Reliability & observability senior analyst (x8) - data centers

Sydney

Capital Executive Search

Posted: 12 June

Offer description

We are currently partnering with a rapidly growing AI infrastructure and cloud technology organisation to appoint 8x IOC Reliability & Observability Senior Analysts to join their Sydney-based Infrastructure Operations Centre.

This business operates some of the world's largest GPU compute environments, delivering AI training and inference capabilities at scale. With significant investment in high-performance computing infrastructure and a commitment to sustainable operations, they continue to expand their global footprint while building one of the most advanced AI cloud platforms in the market.

The Role

This position sits within a 24/7 Infrastructure Operations Centre (running on 8-hour shifts, 8am or 10am start) and plays a critical role in ensuring the reliability, observability and operational performance of large-scale GPU compute environments.

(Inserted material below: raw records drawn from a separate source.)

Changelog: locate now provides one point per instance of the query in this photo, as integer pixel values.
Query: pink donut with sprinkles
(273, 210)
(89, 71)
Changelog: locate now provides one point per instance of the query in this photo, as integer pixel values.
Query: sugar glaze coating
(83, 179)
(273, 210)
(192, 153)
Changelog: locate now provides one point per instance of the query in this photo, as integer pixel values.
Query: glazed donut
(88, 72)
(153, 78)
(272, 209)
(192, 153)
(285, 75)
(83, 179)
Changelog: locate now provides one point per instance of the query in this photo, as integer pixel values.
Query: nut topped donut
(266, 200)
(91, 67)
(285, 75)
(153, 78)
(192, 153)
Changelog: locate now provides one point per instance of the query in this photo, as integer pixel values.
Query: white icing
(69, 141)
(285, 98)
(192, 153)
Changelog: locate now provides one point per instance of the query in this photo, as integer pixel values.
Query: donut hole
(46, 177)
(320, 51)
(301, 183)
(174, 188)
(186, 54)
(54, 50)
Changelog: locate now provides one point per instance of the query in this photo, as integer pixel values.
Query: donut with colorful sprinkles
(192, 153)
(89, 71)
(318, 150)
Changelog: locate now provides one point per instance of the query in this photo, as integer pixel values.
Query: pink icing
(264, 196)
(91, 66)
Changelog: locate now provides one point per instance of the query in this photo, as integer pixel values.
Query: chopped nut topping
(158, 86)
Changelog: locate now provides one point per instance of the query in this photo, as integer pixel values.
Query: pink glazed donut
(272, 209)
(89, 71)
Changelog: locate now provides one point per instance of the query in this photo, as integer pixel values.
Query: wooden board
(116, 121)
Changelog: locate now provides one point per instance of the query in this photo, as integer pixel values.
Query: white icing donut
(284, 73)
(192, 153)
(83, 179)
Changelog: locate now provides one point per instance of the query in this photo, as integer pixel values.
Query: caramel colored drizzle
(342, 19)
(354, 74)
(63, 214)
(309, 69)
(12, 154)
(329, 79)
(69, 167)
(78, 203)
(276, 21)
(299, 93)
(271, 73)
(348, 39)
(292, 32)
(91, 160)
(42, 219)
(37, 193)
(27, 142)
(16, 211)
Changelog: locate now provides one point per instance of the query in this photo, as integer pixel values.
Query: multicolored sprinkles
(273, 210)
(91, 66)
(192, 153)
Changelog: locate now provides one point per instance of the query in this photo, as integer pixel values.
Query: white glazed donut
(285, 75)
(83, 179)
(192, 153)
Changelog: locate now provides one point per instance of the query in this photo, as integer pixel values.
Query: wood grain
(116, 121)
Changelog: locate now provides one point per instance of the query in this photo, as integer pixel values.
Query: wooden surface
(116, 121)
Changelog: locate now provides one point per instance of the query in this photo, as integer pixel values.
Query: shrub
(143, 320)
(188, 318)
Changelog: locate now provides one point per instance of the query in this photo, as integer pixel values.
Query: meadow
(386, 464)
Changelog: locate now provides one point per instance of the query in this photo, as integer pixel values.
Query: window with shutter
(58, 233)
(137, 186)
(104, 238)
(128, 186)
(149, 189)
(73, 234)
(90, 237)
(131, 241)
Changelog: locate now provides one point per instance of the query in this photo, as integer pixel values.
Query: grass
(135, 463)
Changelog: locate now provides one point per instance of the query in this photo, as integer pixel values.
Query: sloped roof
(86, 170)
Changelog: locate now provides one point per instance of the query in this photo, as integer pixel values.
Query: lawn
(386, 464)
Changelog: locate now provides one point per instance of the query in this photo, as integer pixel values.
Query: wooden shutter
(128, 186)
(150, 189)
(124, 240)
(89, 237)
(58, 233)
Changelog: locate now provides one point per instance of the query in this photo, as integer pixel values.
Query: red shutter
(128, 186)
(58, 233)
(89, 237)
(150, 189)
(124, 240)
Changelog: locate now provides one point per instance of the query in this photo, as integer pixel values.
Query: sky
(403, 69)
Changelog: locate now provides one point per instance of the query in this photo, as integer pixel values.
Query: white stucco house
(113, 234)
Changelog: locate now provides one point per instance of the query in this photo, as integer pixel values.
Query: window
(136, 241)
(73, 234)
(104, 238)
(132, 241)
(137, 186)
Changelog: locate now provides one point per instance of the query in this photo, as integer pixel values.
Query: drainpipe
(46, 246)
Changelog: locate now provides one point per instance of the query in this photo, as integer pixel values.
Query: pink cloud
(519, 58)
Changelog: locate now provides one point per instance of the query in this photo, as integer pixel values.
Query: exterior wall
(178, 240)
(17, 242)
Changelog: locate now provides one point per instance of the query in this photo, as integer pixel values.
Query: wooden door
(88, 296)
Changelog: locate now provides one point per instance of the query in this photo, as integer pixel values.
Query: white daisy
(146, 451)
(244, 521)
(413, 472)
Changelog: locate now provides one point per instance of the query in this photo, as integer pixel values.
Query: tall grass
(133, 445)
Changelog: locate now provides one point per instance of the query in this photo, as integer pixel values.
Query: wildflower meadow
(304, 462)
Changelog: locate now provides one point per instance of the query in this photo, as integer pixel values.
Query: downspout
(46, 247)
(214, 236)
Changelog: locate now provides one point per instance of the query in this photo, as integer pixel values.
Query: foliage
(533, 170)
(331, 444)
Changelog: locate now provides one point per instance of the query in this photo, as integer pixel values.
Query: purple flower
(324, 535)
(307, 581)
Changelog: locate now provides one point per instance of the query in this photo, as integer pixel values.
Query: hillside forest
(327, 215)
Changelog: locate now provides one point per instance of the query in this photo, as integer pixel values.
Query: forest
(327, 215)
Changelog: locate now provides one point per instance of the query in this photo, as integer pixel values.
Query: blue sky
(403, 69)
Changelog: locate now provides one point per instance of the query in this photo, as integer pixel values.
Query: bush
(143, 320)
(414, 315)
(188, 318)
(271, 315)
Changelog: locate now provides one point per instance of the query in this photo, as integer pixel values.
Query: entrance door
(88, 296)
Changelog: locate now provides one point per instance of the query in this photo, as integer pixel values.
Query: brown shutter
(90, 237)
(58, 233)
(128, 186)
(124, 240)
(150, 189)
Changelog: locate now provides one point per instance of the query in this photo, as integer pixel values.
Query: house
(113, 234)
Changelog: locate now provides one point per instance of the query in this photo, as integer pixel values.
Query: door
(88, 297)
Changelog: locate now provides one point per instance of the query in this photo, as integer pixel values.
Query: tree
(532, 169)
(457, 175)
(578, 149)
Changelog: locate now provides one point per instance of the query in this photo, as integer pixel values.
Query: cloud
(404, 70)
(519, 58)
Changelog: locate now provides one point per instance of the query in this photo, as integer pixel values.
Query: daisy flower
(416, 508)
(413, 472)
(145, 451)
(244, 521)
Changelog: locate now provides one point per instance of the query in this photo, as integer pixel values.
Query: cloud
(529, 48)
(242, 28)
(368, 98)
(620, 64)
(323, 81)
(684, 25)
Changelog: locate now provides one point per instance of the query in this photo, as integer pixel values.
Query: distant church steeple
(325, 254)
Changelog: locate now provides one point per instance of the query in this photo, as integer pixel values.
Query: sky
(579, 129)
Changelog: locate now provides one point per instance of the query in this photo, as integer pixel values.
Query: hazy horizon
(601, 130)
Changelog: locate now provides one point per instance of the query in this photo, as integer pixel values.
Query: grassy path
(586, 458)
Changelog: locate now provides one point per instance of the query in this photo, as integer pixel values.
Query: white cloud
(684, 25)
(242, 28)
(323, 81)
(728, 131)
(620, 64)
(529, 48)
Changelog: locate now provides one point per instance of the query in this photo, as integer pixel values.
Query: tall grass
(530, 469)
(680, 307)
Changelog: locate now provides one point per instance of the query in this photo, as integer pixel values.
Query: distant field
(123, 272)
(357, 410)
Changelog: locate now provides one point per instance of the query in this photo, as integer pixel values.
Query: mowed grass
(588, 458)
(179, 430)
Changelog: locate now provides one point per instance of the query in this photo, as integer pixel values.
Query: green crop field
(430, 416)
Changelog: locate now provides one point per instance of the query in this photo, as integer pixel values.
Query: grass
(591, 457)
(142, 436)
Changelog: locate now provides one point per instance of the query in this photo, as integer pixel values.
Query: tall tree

Working closely with engineering, infrastructure and operations teams, you'll be responsible for improving incident detection, alert quality and operational visibility across a highly complex production environment, including:

* Perform advanced Level 2 incident analysis across GPU clusters, networking and supporting infrastructure.
* Improve alert quality, routing, enrichment and monitoring effectiveness to reduce operational noise and accelerate response times.
* Maintain operational dashboards, reliability metrics and service health reporting used by both technical teams and leadership.
* Investigate recurring incidents and identify opportunities to improve detection, automation and operational workflows.
* Analyse GPU health, performance degradation and failure patterns to support proactive incident management.
* Work with AIOps-generated insights, validating automated detections and ensuring operational signals remain accurate and actionable.
* Support incident management, RCA processes and operational reporting activities.

Desired Background

* 2-5 years of experience within IOC, NOC, Site Reliability Engineering, Production Operations, Observability or Reliability-focused environments.
* Strong understanding of incident management, service reliability and operational performance metrics such as MTTD and MTTR.
* Experience working with Linux systems, infrastructure monitoring platforms and enterprise ITSM tooling.
* Exposure to large-scale distributed environments, cloud infrastructure, HPC environments or GPU-based compute platforms.
* Hands‐on experience with observability tooling such as Splunk, Datadog or similar monitoring platforms.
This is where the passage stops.